The Standard (St. Catharines)

Father’s rage escalating

- DEAR ELLIE

Q. My husband of 23 years has always been stern, but never physically abusive.

He’s also very smart, well-spoken, and loves to brag about his children’s smarts and abilities (daughter, 20 and son, 16).

But his issues with our son, building over five years, have now reached a crisis.

He’s controllin­g, using put-downs and bullying plus his size, to scare my son who decided to not play football.

His father’s in a rage and has texted mean and hateful things to him.

He’ll give us both the silent treatment if I decide anything related to our son without discussing with him.

It’s his way or the highway.

It causes us distress and anxiety, and created an unhealthy dynamic between the three of us.

Any breaking of his perceived rules means, to him, that he’s disrespect­ed.

His anger issues started to escalate 10 years ago over a family/business matter.

He’s stopped speaking with seven family members due to perceived slights.

I’m concerned that he’ll do the same to us if I ask for a temporary separation.

I also worry that if things worsen, it’ll set up a bad adult relationsh­ip with his son.

I saw a counsellor (one visit) but haven’t told him yet, worried it’ll make matters worse.

I want to stand up for my son.

A. You must protect your son and yourself from the irrational behaviour and severe bullying of his father.

Even if your daughter’s being spared, she’s negatively affected by the stress in the home.

The father-son relationsh­ip is already at risk

See your counsellor privately, on a crisis basis, so you can make a decision very soon.

Discuss how to alert your husband that he must attend counsellin­g/anger management, too.

And how to help him understand that rage over the boy leaving football isn’t worth destroying his son’s self-worth and inner confidence.

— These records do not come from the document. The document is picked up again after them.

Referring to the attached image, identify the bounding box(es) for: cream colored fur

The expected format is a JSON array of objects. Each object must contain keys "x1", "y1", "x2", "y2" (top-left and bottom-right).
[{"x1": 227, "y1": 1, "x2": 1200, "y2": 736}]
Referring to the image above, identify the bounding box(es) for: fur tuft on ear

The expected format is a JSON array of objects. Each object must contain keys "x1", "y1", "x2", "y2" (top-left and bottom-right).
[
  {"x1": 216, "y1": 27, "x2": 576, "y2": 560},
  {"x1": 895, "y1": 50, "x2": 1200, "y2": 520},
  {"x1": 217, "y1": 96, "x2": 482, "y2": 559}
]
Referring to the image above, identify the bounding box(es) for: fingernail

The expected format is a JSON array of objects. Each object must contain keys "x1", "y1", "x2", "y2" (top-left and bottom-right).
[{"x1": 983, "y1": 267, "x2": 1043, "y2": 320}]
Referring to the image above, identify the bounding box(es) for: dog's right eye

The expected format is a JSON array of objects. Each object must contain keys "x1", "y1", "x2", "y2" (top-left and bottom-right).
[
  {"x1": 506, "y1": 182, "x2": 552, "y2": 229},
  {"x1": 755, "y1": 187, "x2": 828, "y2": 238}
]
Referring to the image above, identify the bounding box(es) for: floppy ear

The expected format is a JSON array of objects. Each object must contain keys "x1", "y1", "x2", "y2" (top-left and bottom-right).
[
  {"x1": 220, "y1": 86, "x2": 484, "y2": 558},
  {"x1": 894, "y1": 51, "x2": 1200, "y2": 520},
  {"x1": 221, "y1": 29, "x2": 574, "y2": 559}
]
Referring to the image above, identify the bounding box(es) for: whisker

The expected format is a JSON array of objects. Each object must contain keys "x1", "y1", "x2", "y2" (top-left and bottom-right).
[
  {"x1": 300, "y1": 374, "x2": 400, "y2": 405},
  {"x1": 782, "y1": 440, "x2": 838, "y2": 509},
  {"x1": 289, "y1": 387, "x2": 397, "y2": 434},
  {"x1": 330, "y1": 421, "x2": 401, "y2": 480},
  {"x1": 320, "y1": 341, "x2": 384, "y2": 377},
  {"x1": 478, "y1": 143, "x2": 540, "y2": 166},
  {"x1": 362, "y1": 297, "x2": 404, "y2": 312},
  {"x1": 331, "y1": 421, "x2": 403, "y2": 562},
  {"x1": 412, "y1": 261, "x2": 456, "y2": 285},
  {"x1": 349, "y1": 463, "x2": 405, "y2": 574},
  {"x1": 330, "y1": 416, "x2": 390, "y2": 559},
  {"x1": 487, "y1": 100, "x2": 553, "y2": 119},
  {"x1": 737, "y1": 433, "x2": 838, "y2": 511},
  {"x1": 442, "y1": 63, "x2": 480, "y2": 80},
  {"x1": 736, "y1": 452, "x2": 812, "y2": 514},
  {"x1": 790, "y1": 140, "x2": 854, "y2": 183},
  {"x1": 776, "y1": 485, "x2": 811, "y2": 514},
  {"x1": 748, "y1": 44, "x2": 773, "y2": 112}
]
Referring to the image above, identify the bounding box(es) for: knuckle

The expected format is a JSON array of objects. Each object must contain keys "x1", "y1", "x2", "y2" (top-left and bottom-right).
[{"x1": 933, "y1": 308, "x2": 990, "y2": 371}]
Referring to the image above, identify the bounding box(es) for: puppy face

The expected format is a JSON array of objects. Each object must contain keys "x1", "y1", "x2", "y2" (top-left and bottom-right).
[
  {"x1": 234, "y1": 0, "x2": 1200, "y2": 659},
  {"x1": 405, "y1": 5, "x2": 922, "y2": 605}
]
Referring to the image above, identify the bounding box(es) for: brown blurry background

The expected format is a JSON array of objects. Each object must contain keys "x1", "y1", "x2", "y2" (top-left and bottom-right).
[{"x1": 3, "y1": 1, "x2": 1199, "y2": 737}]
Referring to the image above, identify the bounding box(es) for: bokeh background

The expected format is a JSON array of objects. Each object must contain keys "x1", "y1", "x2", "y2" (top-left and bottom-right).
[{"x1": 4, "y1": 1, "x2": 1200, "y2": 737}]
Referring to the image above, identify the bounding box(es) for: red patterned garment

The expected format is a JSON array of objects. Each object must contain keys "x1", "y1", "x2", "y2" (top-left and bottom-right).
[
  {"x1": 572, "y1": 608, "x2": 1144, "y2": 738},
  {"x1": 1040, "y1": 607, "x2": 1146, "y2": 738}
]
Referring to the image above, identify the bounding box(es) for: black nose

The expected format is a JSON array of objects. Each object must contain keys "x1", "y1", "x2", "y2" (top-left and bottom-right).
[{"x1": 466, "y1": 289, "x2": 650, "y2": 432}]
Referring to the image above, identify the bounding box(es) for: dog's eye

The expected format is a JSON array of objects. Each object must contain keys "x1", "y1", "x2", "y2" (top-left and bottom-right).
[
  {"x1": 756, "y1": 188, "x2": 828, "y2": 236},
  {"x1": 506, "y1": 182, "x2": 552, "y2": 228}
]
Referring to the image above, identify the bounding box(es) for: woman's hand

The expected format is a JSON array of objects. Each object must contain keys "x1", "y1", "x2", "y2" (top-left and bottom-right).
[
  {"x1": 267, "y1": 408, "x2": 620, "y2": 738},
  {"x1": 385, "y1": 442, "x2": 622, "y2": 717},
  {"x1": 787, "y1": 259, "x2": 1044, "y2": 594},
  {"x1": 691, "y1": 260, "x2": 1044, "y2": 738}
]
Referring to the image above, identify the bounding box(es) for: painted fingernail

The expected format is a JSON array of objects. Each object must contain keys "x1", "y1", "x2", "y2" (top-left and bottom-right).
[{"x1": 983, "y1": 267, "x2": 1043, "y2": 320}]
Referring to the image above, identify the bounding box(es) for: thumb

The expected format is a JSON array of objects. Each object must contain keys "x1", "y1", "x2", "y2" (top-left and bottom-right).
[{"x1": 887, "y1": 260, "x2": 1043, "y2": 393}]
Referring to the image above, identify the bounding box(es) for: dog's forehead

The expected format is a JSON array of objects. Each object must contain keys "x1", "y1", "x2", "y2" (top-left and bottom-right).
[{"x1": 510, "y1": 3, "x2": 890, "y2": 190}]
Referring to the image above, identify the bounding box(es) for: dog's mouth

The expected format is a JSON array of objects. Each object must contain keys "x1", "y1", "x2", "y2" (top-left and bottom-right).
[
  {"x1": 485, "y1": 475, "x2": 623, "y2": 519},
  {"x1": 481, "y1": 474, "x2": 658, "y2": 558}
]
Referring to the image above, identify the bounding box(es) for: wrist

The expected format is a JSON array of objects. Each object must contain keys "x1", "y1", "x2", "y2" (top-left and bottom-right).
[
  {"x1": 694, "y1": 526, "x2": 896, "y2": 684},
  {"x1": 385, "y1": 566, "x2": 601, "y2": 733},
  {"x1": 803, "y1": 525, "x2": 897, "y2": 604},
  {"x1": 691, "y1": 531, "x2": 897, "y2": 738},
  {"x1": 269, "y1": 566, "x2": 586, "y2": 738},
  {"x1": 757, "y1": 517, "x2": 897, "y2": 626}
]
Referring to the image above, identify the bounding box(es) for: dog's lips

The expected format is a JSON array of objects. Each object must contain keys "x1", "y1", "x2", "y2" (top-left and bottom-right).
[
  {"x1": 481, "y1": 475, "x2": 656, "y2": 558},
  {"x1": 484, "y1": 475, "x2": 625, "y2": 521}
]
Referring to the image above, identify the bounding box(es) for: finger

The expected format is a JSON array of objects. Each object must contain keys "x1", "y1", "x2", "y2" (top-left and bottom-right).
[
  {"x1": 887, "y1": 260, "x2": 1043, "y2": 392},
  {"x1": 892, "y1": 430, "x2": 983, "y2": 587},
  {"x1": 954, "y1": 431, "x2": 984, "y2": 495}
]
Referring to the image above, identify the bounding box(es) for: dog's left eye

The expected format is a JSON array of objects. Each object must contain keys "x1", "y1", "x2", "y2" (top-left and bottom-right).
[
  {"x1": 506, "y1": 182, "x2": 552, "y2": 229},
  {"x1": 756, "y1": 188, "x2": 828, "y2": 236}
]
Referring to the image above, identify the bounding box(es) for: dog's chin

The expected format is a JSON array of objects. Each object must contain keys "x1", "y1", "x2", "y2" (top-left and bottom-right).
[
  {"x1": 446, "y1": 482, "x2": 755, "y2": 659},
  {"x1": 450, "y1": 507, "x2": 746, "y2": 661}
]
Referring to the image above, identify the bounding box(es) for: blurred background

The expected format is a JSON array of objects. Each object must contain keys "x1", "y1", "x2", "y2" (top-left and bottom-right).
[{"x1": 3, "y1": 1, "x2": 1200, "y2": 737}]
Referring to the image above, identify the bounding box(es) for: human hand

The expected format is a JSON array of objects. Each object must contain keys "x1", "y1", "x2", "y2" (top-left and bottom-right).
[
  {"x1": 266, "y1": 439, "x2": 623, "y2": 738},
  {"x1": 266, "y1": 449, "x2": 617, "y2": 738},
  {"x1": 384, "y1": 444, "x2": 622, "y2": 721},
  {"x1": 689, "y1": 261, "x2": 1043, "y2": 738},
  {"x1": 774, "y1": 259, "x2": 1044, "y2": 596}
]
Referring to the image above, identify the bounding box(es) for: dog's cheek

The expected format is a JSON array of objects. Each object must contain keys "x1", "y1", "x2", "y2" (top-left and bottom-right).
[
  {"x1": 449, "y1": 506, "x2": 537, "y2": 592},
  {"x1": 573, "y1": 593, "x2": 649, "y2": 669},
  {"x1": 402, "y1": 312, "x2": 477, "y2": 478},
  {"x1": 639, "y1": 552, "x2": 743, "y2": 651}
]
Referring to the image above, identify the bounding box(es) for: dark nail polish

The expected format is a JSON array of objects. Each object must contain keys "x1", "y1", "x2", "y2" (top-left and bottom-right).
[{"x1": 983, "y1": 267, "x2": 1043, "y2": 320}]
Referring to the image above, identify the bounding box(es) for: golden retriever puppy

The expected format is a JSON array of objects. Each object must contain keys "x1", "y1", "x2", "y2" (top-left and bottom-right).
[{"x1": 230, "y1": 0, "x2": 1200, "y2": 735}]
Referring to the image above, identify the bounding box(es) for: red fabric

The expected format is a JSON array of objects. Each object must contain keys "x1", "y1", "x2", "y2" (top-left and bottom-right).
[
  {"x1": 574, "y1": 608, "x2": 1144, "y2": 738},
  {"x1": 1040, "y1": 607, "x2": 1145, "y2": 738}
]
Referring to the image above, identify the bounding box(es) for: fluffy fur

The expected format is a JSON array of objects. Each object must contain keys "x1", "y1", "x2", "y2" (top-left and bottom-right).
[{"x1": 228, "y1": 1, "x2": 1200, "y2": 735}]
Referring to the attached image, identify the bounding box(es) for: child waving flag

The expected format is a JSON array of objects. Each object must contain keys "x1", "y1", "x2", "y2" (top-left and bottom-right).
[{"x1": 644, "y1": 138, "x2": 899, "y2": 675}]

Otherwise, a separation from you and both children may well be your only way for him to realize the seriousnes­s of the situation.

However, if you fear he’ll become physically abusive, make a safe plan to leave — perhaps phrased as a vacation for a few weeks with the children.

If it becomes necessary to just get away fast to a safe place, do so privately (use a library’s computer to make arrangemen­ts) and leave when he’s out. Be prepared to call police for help.

Sexless marriage? Do the math

Feedback: Regarding the man’s anger about his “sexless marriage” (June 7):

Reader: “I considered the arithmetic involved between the couple.

“A woman managing a family of three children, plus two parents, would be required to do cooking for five and possible school lunches, cleaning of dishes, floors, furniture, shopping for food, clothing, etc.

“Add minor maintenanc­e, clothing repairs, possible gardening chores, helping with homework, and likely also working — thus also needing to maintain/upgrade job skills.

“She might also have work tasks to do at home.

“Finances will be needed for future studies after high school for three children.

“I’m wondering about her age and whether menopause might also be a factor in her ‘shutting down’ sex.

“Yet she evidently wanted to lie together with husband — a very low-energy activity.

“During their initial affair, her energy was higher.

“She wouldn’t then have been involved with heavy domestic chores/household related tasks.

“We don’t know the husband’s contributi­on to the household and family maintenanc­e.

“This woman may simply be almost burned out.”

Ellie: A very good mathematic­al assessment! Unfortunat­ely, the letter-writer omitted his wife’s side, so those details are unknown.